Y el tema de la fé… Es un asunto serio, aunque no vaya conmigo, es muy importante para demasiados millones de personas. La solución que propone Sanderson ya le he oído y siempre me ha parecido un poco trivial “Elijo creer porque soy más feliz creyendo que existe un dios que vela por mí.” No hacían falta tantas páginas para eso.
Para compensar, hay muchísimas cosas buenas.
Las escenas de acción ya no resultan liosas y están más comedidas.

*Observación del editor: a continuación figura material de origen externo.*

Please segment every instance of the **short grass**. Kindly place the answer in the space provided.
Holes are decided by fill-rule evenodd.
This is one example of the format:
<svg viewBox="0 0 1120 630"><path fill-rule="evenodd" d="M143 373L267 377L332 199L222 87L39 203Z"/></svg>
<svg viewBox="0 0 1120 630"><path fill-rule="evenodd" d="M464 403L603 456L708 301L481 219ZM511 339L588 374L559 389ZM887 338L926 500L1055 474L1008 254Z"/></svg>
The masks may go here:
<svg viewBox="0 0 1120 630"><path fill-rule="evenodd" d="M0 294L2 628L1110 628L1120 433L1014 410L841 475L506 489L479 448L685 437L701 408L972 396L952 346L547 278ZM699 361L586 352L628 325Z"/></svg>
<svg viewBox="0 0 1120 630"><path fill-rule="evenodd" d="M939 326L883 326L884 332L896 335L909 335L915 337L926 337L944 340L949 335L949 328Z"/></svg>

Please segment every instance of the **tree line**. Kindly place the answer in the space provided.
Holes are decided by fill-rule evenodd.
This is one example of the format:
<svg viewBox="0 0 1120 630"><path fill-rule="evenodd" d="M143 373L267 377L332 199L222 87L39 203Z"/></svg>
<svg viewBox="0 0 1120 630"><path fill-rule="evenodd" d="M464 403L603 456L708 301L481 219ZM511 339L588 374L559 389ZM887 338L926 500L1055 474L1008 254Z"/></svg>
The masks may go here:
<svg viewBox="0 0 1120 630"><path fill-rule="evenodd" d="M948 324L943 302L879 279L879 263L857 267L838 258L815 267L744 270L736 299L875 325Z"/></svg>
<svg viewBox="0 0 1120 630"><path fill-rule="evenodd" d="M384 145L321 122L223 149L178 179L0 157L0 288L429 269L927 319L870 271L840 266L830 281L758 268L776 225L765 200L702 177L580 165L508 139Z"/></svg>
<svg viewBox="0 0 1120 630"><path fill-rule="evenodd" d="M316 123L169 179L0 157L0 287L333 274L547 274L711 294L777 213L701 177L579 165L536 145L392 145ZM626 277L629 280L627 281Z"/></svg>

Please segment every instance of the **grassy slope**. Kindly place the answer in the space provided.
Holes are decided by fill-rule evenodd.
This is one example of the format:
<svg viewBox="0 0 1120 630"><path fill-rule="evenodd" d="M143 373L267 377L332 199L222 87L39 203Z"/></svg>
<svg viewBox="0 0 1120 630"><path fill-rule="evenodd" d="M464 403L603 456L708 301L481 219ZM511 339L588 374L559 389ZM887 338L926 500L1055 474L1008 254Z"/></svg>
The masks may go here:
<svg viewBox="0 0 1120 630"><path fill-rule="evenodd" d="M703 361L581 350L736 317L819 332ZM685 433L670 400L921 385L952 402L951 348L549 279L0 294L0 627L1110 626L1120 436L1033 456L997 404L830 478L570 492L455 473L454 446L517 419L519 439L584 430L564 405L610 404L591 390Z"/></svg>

Vin y Elend por fin han dejado atrás sus inseguridades y ahora se comportan como un matrimonio bien avenido, cuya relación se cimenta en la confianza mutua. No crean que he visto muchos así en la vida real, pero, en cualquier caso, ambos han madurado y pasan a comportarse como adultos responsables, en vez de como los adolescente que, por edad, no están muy lejos de ser. ¿Sería la intención de Sanderson contar durante la trilogía el proceso de maduración de sus personalidades? De ser así, podría ser intencionado que, en el libro anterior, resultaran ligeramente insoportables, aunque lo dudo.
Fantasma, el miembro más desaprovechado de la banda, se convierte en un nuevo héroe de la historia, con sus sentidos aumentados al nivel de Matt Murdock, sólo que con la vista incluida, por culpa del abuso de estaño. Mola.
Y, por supuesto, están los kandra, para mi gusto, son los personajes más fascinantes de la saga, a los que Sanderson entrega en esta novela su propia línea argumental, lo que, además de dar variedad a los escenarios, permite profundizar en la cultura y las costumbres de este pueblo, si bien es cierto que el habitual descuido del autor para la ambientación a veces haga difícil imaginar lo que cuenta. Hasta que encontré por internet algunas interpretaciones de artistas no tuve muy claro como podían ser los cuerpos de madera y cristal.
El libro parte de una situación desesperada, que no par de empeorar. Aunque los reveses y catástrofes se suceden, los personajes no se están quietos, las hacen frente, tratando de comprender la naturaleza de su mundo. Sanderson ha llevado a la ¿fantasía épica? la actitud que tanto amo de las novelas de ciencia ficción, el esfuerzo por analizar y comprender el mundo que nos rodea. Sin perder emoción ni carga épica, conceptos como la distancia de Scadrial a su sol y su velocidad de rotación resultan claves para la resolución de la trama. A cada trampa perfecta y racionalmente orquestada, sus héroes han de responder con su propio ingenio, tirando de su comprensión creciente de la naturaleza y la historia. Giro inesperado tras giro inesperado, vuelta de tuerca tras vuelta de retuerca, dándole la vuelta a la tortilla en los momentos más desesperados, de modos bastante verosímiles.
Ya digo que no es perfecta, los personajes podrían resultar más naturales y alguna cosa está un poco pillada con pinzas y resulta liosa, algún momento dramático no es todo lo impactante que debería, pero, con todo y con eso, engancha, atrapa, emociona, entretiene y todos los demás sinónimos que ustedes sean capaces de añadir. Con esta novela Sanderson ha terminado ganándome para su causa.